Regarding customer service and timely processing of Medicare Part A and Part B applications, particularly for individuals with credible coverage, my recommendation is to contact the local field office about three months before employment ends. Online services work well for those who plan ahead, but as the desired coverage start date approaches, working directly with a field office is often more effective. Bringing the CMS-40B and CMS-L564 forms to the office allows staff to review them immediately. A common issue is failure to indicate the requested coverage start month and year on the CMS-40B, which prevents enrollment from being processed.
There is a penalty for Medicare Part B for each 12-month period without coverage, unless the individual had credible coverage through employment. The updated enrollment rules reduce the amount of time individuals go without coverage, which should help minimize penalties and reliance on the General Enrollment Period.

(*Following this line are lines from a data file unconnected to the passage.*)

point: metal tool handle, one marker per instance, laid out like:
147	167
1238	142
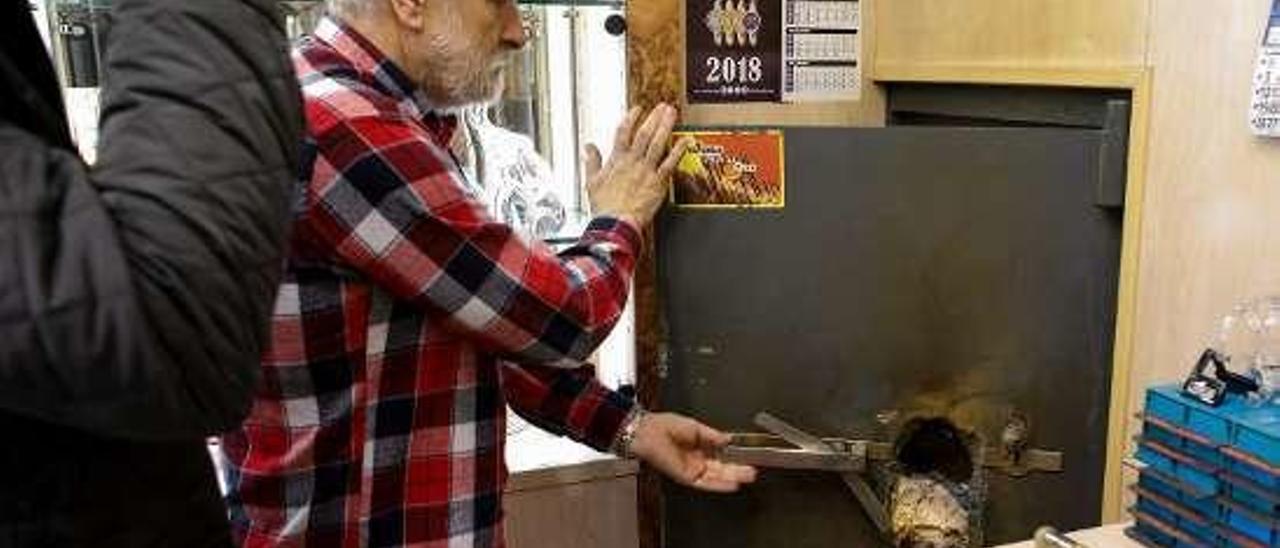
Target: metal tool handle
1048	537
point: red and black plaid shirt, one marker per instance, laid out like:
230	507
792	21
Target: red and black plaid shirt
380	420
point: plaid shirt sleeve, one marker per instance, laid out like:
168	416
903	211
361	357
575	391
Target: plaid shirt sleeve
388	201
567	402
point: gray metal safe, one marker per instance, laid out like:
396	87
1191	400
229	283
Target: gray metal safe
959	263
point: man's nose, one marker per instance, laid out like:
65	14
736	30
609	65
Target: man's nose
513	33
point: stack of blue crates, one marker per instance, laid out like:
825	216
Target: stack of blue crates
1212	474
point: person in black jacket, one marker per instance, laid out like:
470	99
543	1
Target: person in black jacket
135	293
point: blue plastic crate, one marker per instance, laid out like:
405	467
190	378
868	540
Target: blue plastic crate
1169	487
1174	514
1252	429
1244	465
1171	406
1183	441
1253	525
1234	539
1162	533
1258	498
1200	476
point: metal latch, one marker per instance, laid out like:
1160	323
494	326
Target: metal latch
789	447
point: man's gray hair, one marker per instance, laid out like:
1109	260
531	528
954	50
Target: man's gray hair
347	8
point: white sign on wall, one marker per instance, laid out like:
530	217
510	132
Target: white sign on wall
1265	105
821	44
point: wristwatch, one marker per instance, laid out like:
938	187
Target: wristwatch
622	444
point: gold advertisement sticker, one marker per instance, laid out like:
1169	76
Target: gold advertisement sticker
730	169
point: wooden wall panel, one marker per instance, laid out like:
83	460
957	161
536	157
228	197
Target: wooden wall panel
1212	199
581	506
1011	33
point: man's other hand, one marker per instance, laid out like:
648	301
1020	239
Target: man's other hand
686	451
635	181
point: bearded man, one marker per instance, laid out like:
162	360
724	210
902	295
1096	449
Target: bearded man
410	318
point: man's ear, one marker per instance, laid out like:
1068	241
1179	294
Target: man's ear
410	13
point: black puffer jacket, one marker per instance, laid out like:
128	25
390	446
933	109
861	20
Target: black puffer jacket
135	295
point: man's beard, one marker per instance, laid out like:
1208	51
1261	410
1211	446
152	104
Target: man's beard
471	82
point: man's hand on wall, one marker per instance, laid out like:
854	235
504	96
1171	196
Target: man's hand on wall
686	451
634	183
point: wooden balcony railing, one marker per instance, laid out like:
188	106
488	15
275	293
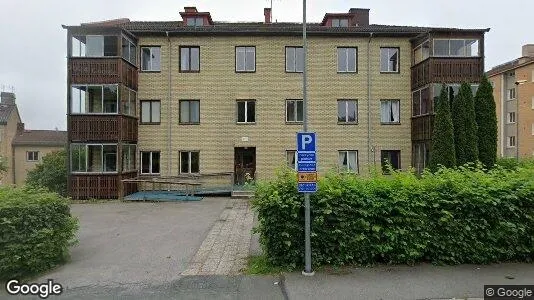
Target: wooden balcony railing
102	71
422	128
446	70
87	128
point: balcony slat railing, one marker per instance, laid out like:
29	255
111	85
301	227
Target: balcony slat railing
446	70
102	71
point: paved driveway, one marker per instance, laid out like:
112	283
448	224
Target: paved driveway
135	243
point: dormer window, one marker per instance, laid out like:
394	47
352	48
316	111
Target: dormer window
340	22
195	21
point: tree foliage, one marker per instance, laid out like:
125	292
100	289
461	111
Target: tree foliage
443	151
51	173
486	118
465	126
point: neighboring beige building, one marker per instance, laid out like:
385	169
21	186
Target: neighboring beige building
199	97
23	149
29	147
513	90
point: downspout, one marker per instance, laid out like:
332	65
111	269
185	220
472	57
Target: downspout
369	100
169	161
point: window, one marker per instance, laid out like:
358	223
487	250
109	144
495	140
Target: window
347	111
128	157
389	60
97	99
390	157
511	141
195	21
511	117
346	59
456	47
32	155
150	111
294	59
150	162
128	50
389	111
189	162
93	158
150	59
421	52
189	111
511	94
189	59
337	22
129	101
94	46
348	161
245	59
246	111
291	159
421	104
294	111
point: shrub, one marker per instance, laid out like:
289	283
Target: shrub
51	173
36	230
454	216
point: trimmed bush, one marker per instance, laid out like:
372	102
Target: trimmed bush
36	230
454	216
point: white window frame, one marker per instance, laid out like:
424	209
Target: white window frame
117	101
511	142
511	117
341	167
244	51
346	67
150	162
151	68
295	113
347	111
32	156
102	157
189	161
246	101
397	69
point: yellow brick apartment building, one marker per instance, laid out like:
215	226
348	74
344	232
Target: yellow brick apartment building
196	96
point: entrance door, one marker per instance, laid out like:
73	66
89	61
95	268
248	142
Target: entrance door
244	164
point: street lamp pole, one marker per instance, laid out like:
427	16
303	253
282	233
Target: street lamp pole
307	219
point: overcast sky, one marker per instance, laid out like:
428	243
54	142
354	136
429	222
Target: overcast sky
33	44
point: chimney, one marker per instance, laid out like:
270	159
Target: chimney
528	50
267	14
190	9
7	98
359	16
20	128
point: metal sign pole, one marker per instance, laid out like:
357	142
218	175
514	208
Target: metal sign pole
307	243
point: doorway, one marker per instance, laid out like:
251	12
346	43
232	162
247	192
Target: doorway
244	164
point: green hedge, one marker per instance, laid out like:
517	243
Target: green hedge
456	216
36	230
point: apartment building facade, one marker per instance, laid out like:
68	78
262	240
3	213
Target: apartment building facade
198	96
513	91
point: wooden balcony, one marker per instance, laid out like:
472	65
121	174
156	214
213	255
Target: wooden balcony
99	186
102	128
102	70
447	70
422	128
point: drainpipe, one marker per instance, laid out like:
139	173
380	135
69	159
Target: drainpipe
169	161
369	100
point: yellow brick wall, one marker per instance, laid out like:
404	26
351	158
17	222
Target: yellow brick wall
218	86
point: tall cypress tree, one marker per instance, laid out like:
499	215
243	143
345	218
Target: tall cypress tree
486	117
465	126
443	151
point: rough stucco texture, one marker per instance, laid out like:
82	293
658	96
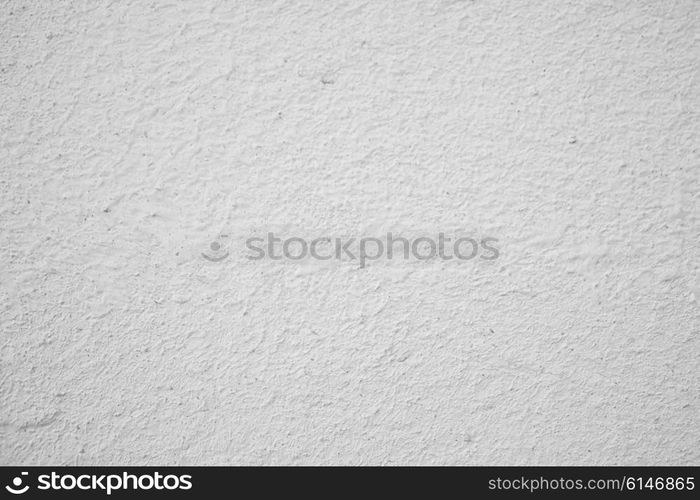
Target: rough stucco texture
135	133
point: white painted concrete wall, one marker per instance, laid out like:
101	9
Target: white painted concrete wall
135	133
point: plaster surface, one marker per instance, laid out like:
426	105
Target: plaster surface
133	134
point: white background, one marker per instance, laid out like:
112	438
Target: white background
135	133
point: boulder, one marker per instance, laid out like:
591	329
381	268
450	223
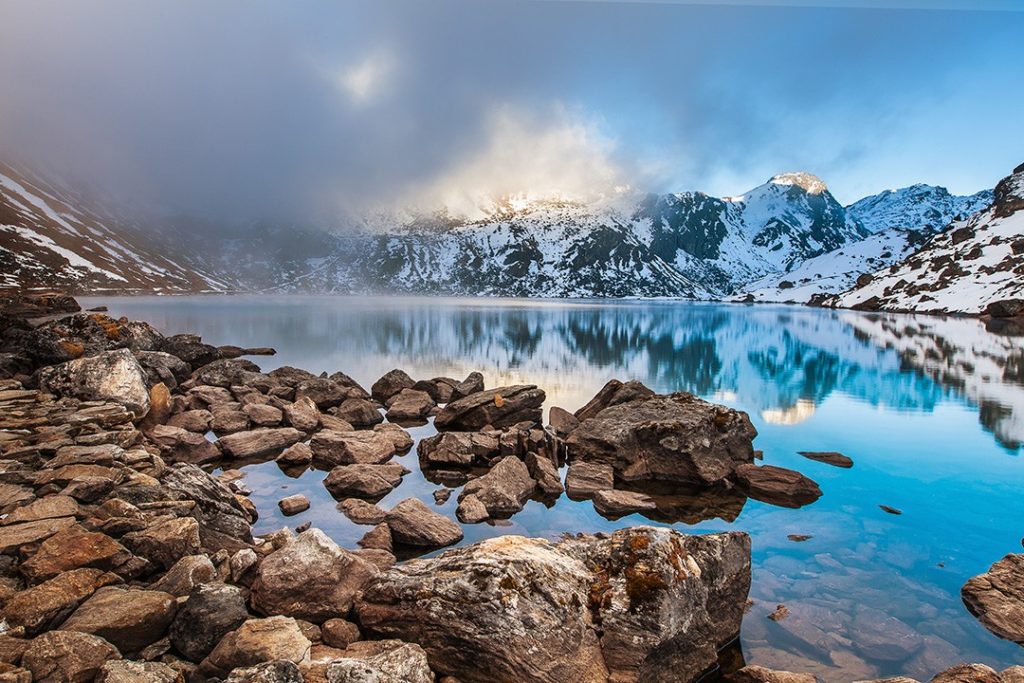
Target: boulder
259	442
364	480
619	503
280	671
561	421
458	449
211	611
293	505
74	548
166	541
414	524
67	656
120	671
380	662
1006	308
504	489
644	604
113	376
584	479
256	641
332	447
828	458
303	414
310	579
186	573
297	455
678	437
46	605
754	674
612	393
499	408
180	445
410	406
472	384
777	485
128	619
390	384
996	598
359	413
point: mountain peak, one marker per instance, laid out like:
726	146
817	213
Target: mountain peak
807	181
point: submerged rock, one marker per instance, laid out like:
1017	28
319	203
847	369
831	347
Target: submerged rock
499	408
777	485
643	604
996	598
678	437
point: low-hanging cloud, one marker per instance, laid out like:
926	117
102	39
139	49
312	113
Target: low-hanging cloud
250	110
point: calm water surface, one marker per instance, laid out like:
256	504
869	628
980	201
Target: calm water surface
931	410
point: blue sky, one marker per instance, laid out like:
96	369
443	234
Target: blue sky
260	108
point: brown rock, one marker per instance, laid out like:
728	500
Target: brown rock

A frequent source of confusion involves automatic Medicare enrollment. Individuals who begin receiving Social Security retirement benefits before age 65 typically receive their Medicare card automatically about 90 to 120 days before their 65th birthday. Many people discard this mailing, not realizing that Part A will begin automatically unless they refuse coverage. Instructions are included to return the card and prevent coverage from starting, but this must be done promptly—generally within 60 days of receiving the mailing.
If an individual waits too long, returning the card may not stop enrollment. However, a field office can still process a refusal as long as the individual contacts Social Security before their 65th birthday. A refusal treats the situation as if coverage never started and avoids premiums and penalties. This is different from a withdrawal, which occurs after coverage has begun and may require payment for months of unwanted coverage.
Even if an individual contacts the field office just before turning 65, that contact is sufficient to backdate the refusal. Advising individuals to call the field office immediately in these situations can prevent serious problems.
Regarding the Railroad Retirement Board, individuals with railroad employment still receive Medicare, but their applications are processed through the Railroad Retirement Board rather than Social Security. All railroad-related cases are handled centrally through that agency.
Online enrollment with document uploads can be fast and efficient for individuals who are planning ahead. However, when someone is within weeks of needing coverage to start, online services can sometimes slow the process. In those cases, visiting a field office may be the fastest option.
There is only a Part A penalty if an individual must pay a premium for Part A due to having fewer than 40 work quarters. There is no Part B penalty when enrollment is delayed due to credible employer coverage.
Concerns about internet security are understandable, which is why maintaining open field offices remains essential. Field offices allow in-person support for individuals who are not comfortable with or able to use digital services. This is similar to maintaining physical bank branches. While online access continues to improve, in-person service remains a critical component of equitable access.
In central Pennsylvania, field offices are generally providing timely service. When issues do arise, maintaining strong working relationships allows them to be resolved quickly. As these new enrollment rules take effect, collaboration will be even more important moving forward.
This partnership helps ensure that individuals receive accurate information and timely assistance. We are all working toward the same goal: helping people navigate Medicare and Social Security during what is often a major life transition.